Liz Smith, famed columnist and UT alumna, once defined gossip as “news running ahead of itself in a red satin dress.” After a lifetime of documenting New York’s glitziest red satin dresses, Smith died Sunday at 94 from natural causes.
Her death was confirmed by her literary agent, Joni Evans, according to The New York Times. Like Gossip Girl come to life, Smith chronicled the lives of Manhattan’s rich and famous for over three decades.
Before she went on to become “The Grand Dame of Dish,” Smith drafted the words to her first column on the University of Texas campus, in the office of the Daily Texan.
“I am saddened to learn of her passing, but tremendously proud to call her a Moody graduate and to honor her life and achievements,” said Jay Bernhardt, dean of the Moody College of Communication, in an email.
Smith’s front-page column on campus gossip, called “Forty Acres,” ran in the late 1940s. In a 1999 interview with Texas Monthly, Smith said she was
given a lot of freedom to write the column, which often featured less-than-savory jokes.
After graduating with a degree in journalism from UT in 1949, Smith went on to work at several publications, including The New York Post, Cosmopolitan and Sports Illustrated. She also developed a talkshow with the Fox Broadcasting Company and won an Emmy for her daily segments on WNBC’s Live at Five newscast.
Amid daily updates of the lives of New York’s elite, Smith published the occasional breaking news story. Famously, she was the first to report on Donald and Ivana Trump’s divorce for the New York Daily News in 1990.
“I still remember Trump saying he would buy The Daily News just so he could fire me,” Smith said in a 2014 interview with The New York Times.
At a peak point in her career, her column was published by roughly 60 national newspapers and read by between 30 and 50 million people each day, according to Interview Magazine.

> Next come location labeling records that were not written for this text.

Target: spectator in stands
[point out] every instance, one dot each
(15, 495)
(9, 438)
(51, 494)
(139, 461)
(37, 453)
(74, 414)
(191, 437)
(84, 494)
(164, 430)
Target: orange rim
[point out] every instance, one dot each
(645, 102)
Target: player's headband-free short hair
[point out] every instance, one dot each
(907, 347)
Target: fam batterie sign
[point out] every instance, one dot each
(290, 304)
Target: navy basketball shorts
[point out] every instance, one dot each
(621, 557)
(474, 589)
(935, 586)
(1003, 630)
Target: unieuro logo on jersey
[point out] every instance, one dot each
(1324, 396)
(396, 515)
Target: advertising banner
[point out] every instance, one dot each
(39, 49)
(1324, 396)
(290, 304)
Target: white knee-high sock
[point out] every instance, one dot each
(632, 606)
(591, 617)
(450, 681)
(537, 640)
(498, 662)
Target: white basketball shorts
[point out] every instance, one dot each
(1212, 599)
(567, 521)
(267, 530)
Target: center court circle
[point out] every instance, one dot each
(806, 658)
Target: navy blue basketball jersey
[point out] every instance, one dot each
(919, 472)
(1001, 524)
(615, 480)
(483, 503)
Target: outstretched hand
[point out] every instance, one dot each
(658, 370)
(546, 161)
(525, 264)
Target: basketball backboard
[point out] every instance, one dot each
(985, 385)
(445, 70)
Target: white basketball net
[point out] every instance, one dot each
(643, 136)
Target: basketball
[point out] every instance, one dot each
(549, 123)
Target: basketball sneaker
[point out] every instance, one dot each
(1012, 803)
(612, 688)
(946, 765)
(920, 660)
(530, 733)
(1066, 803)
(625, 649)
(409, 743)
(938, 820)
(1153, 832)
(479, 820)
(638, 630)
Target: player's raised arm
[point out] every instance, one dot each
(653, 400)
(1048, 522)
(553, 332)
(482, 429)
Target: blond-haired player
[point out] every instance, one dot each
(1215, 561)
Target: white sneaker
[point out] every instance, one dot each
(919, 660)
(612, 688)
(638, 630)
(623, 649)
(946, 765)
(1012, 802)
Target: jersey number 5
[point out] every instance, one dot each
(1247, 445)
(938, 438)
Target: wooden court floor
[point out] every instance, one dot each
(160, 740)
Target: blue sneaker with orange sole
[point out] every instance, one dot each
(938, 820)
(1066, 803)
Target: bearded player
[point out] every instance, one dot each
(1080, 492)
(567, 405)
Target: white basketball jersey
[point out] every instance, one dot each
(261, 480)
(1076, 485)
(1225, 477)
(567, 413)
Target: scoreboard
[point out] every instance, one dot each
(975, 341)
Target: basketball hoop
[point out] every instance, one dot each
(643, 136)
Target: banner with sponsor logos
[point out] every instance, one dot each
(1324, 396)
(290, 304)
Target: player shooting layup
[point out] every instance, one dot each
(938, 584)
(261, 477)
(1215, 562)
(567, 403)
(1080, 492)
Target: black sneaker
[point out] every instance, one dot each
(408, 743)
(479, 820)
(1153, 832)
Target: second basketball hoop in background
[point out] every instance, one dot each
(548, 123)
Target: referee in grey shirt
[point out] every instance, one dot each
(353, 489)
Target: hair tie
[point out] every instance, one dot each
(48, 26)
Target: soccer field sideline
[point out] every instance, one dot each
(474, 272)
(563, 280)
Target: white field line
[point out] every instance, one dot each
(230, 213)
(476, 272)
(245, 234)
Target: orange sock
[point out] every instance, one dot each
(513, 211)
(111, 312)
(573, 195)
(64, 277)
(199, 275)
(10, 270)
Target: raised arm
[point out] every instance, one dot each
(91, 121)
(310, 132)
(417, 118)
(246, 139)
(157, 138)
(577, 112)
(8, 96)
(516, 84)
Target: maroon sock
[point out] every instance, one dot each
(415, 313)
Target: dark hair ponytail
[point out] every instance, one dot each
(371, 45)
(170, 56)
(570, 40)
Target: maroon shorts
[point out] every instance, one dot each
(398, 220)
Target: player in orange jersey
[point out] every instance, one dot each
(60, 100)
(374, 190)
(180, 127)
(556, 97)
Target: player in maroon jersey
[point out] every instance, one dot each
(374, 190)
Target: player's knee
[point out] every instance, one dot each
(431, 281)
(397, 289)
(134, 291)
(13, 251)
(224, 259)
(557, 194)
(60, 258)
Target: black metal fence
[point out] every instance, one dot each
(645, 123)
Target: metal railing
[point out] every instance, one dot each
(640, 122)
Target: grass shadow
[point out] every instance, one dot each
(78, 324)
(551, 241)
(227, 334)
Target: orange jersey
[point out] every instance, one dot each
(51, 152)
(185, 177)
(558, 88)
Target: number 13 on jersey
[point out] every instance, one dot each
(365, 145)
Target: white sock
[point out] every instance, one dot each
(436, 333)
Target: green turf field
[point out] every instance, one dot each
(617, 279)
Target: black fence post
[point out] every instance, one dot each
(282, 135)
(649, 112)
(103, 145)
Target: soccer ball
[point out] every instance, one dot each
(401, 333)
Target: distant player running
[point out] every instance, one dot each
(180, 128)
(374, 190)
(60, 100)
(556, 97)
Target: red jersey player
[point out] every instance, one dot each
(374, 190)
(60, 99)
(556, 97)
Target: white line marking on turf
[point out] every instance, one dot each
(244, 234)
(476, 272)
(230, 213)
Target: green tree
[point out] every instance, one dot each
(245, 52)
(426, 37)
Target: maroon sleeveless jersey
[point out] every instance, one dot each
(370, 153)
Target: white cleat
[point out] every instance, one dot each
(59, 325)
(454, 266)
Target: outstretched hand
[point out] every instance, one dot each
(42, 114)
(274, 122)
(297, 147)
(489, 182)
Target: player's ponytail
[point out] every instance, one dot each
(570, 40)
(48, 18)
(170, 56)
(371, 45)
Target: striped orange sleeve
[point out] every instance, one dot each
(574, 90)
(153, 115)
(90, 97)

“Smith was known for providing an insider account of the entertainment world,” said Kathleen Mabley, spokesperson at the Moody college. “She proved unmatched in her ability to gain access to the subjects of her writings.”
Two years ago, Smith told Interview Magazine her method of finding stories, a style based on establishing personal relationships with celebrities, is ending. After more than 30 years of gossip journalism, Smith expressed worry the industry was hanging up the red dress for a cheaper frock.
“It’s finished,” Smith said in the interview. “My kind of journalism is over, done with. Because you don’t believe in it.”